S系策士に豹変した元恋人御曹司の独占愛が甘すぎる

罠まで6メートル


 帰宅後、二十二時。

 紗夜の住むマンションはそこまで壁が薄いわけではないが、テレビをつけていない静かな状態でいると、隣室の玄関ドアの開閉音ならばうっすらと感じ取ることができる。

 だから紗夜も、和季が宣言通り二十時すぎに帰宅してきたことは把握していたが――

(知らないもん……っ)

 先ほどからスマートフォンが震えている。メッセージはこれで四回目。電話も一回かかってきた。しかし紗夜は、そのすべてを無視している。

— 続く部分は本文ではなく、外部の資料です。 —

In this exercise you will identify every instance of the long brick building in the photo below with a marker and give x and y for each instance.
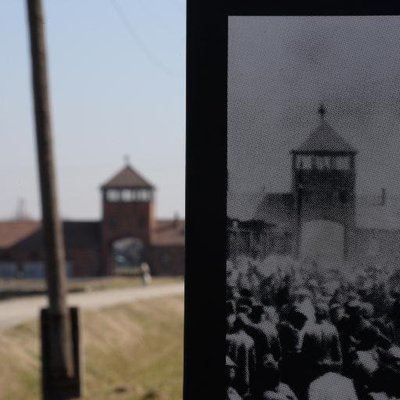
(128, 234)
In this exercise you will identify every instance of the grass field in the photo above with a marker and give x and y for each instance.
(132, 352)
(10, 288)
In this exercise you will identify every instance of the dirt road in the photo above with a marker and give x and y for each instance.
(14, 312)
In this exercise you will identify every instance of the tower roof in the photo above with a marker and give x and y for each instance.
(127, 178)
(324, 139)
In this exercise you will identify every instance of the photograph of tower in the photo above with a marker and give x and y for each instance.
(313, 207)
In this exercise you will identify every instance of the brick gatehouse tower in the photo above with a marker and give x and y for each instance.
(128, 212)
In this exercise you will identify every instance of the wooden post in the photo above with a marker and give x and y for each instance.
(60, 357)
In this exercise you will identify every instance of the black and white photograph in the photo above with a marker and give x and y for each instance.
(313, 208)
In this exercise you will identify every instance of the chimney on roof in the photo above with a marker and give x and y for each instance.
(383, 197)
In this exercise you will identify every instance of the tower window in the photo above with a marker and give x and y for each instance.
(113, 195)
(126, 195)
(342, 163)
(344, 196)
(303, 162)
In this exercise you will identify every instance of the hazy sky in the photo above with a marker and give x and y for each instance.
(117, 80)
(281, 68)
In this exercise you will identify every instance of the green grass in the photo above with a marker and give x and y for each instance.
(132, 352)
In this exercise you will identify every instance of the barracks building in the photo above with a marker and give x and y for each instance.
(127, 235)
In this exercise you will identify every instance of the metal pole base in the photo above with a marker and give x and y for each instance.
(60, 388)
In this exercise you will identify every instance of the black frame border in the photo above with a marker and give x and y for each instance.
(206, 175)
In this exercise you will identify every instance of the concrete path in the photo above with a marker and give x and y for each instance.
(14, 312)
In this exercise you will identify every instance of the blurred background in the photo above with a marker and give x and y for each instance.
(117, 95)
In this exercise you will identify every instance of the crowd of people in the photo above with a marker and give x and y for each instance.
(309, 332)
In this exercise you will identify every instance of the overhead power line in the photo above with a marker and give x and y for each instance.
(138, 40)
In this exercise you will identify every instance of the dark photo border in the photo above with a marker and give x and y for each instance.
(206, 177)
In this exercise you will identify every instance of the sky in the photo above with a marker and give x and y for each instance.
(281, 68)
(117, 89)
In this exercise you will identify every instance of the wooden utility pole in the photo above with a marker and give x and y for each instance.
(58, 350)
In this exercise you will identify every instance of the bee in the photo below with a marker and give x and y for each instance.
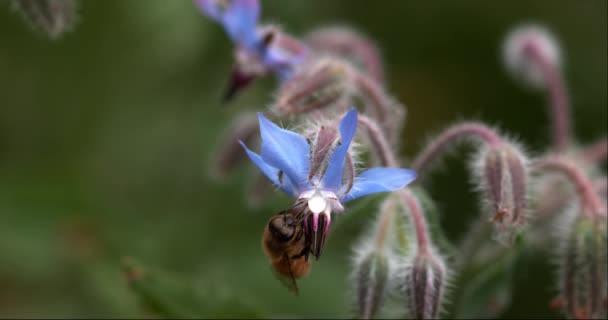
(287, 246)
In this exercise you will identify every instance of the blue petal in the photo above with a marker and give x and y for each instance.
(333, 174)
(285, 150)
(376, 180)
(270, 172)
(239, 18)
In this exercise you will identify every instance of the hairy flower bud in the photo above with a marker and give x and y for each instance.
(424, 285)
(502, 171)
(583, 279)
(54, 17)
(375, 258)
(318, 84)
(527, 51)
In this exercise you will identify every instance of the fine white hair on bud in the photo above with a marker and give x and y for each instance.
(528, 51)
(502, 174)
(582, 261)
(423, 279)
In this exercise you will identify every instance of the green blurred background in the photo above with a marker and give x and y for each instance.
(106, 137)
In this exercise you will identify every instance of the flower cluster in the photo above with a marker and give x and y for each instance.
(332, 87)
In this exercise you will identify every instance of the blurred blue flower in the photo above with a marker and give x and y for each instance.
(239, 18)
(285, 159)
(259, 50)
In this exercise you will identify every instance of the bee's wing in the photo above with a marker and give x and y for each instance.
(287, 281)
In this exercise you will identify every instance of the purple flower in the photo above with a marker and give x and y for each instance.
(286, 160)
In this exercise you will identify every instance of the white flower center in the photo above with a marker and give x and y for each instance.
(317, 204)
(321, 201)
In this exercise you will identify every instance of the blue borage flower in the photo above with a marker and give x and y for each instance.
(259, 49)
(286, 160)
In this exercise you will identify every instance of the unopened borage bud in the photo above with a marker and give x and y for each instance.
(583, 278)
(502, 171)
(528, 52)
(424, 285)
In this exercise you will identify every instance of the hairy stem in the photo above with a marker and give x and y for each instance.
(420, 225)
(442, 144)
(382, 229)
(559, 108)
(596, 152)
(378, 140)
(589, 199)
(388, 159)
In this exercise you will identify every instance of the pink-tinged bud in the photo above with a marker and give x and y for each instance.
(55, 17)
(584, 260)
(316, 85)
(424, 286)
(502, 171)
(247, 67)
(527, 51)
(230, 153)
(374, 263)
(350, 45)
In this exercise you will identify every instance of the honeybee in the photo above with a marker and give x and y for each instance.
(287, 246)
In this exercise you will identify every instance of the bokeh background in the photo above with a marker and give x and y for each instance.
(107, 136)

 和季の言う通り、たしかに身体は疼いていた。実はお風呂に入ったときに、自分で自分の秘部に触れたら、少しはこのむずむず感が解消されるのでは……なんて思ってしまった。

 だがそれはそれで彼の思惑通りになっているような気がして、なんだか悔しかった。だから紗夜は、結局すべてを見て見ぬふりをすると決めたのだ。

 夕食を食べて、お風呂に入って、スキンケアをして、歯磨きもしたので、あとはもう寝るばかり。もちろん部屋の扉にも鍵をかけている。

 和季の部屋には行かない。

 一線を超えるつもりはない。

 彼の誘導には乗らない。絶対に。

 しかし就寝するにはまだ少し早い時間だ。ならば自然と眠くなるまで読書でもしよう、その間に飲む白湯を用意しておこう……と考えてキッチンに立ち、電気ケトルでぽこぽことお湯を沸かしていると。